Recommended Web Log – Pterosauria for all things Related to the “Bird Necks”
Every once in a while team members at Everything Dinosaur get pointed towards a new online resource such as a website, forum or blog. Having spent a little time reviewing some papers on the ancestry of the Pterosaurs (flying reptiles), one of our colleagues was pointed in the direction of a really cool web log – dedicated to anything and everything related to Ornithodira, a clade within a larger division of the Order Reptilia – the Archosaurs.

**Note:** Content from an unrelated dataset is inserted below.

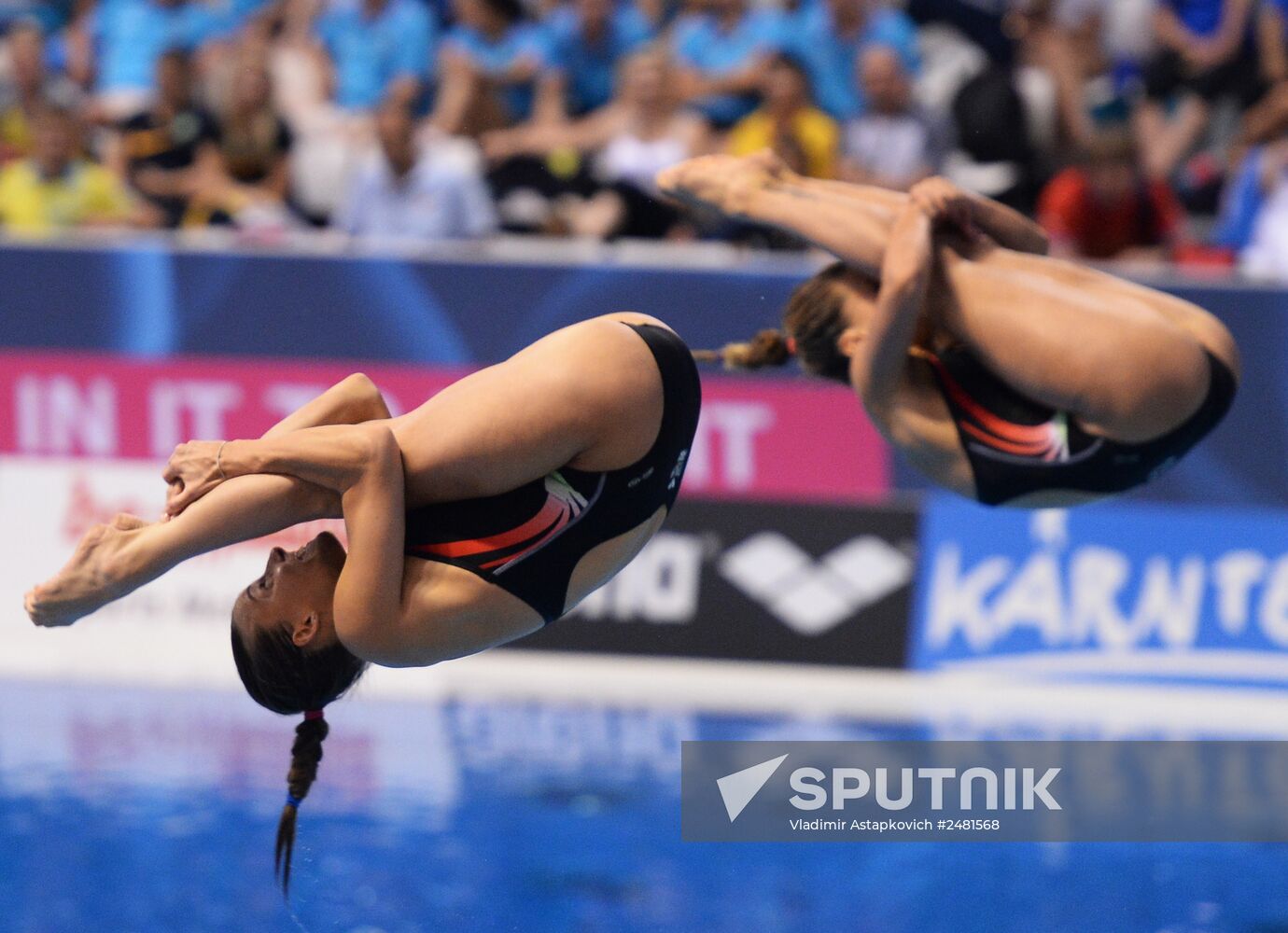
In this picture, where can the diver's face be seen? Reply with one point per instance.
(297, 590)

The Early Triassic was a critical time in the evolution of back-boned animals. In the aftermath of the Permian-Triassic extinction event, a mass extinction that led to the demise of something like 70% of all vertebrate genera living on land, the foundations for many of our modern ecosystems were laid down. The period of time immediately after the mass extinction event sees the origins of a number of today’s successful vertebrates – mammals, turtles and the Archosaurs. Extant members of the Archosauria include the birds and crocodiles. The Ornithodirans, although members of the Archosauria are characterised by their upright stance, ankle bones, and “S-shaped” necks. The Ornithodirans (the name means “bird necks”) are further divided into two related but distinctly different groups:
* Dinosauromorpha – the sub-clade that defines the Dinosaurs
* Pterosauromorpha – Pterosaurs (flying reptiles)

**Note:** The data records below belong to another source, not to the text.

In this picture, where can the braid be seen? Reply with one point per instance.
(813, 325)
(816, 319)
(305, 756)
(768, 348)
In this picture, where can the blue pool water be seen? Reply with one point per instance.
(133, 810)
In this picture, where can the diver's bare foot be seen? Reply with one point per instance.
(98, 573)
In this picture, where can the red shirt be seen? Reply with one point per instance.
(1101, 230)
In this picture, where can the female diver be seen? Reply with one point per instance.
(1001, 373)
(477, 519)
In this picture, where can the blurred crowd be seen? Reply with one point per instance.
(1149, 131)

Although the exact definition of the Ornithodira has been debated, and the phylogenic relationships between genera and families is in some cases a “grey area” in palaeontology to say the least. For example, Pterosaurs did not seem to possess an upright stance or indeed “S-shaped” necks, but their ancestors did; so they are classified in this way.
Charting a course through all this is the web log Pterosauria – a blog that provides updates on research, studies and data on this important part of vertebrate evolution. As the blog owner and writer Taylor Reints states:
“We are a blog that tries to question main Dinosaur and Pterosaur – Ornithodiran – answers or answer Ornithodiran questions.”
Either way, if you want to learn more about the ancestry of the Dinosauria and the Pterosauria then this blog is for you. What’s more the blog contains a lot of brilliant illustrations, bringing these ancient reptiles back to life.
An Illustration of the Ornithodiran Marasuchus (Marasuchus lilloensis)
Picture Credit: Pterosauriablog (author Taylor Reints)
The illustration shows a reconstruction of Marasuchus, a bipedal, fast-running reptile, believed to be basal to the evolution of the Dinosauria.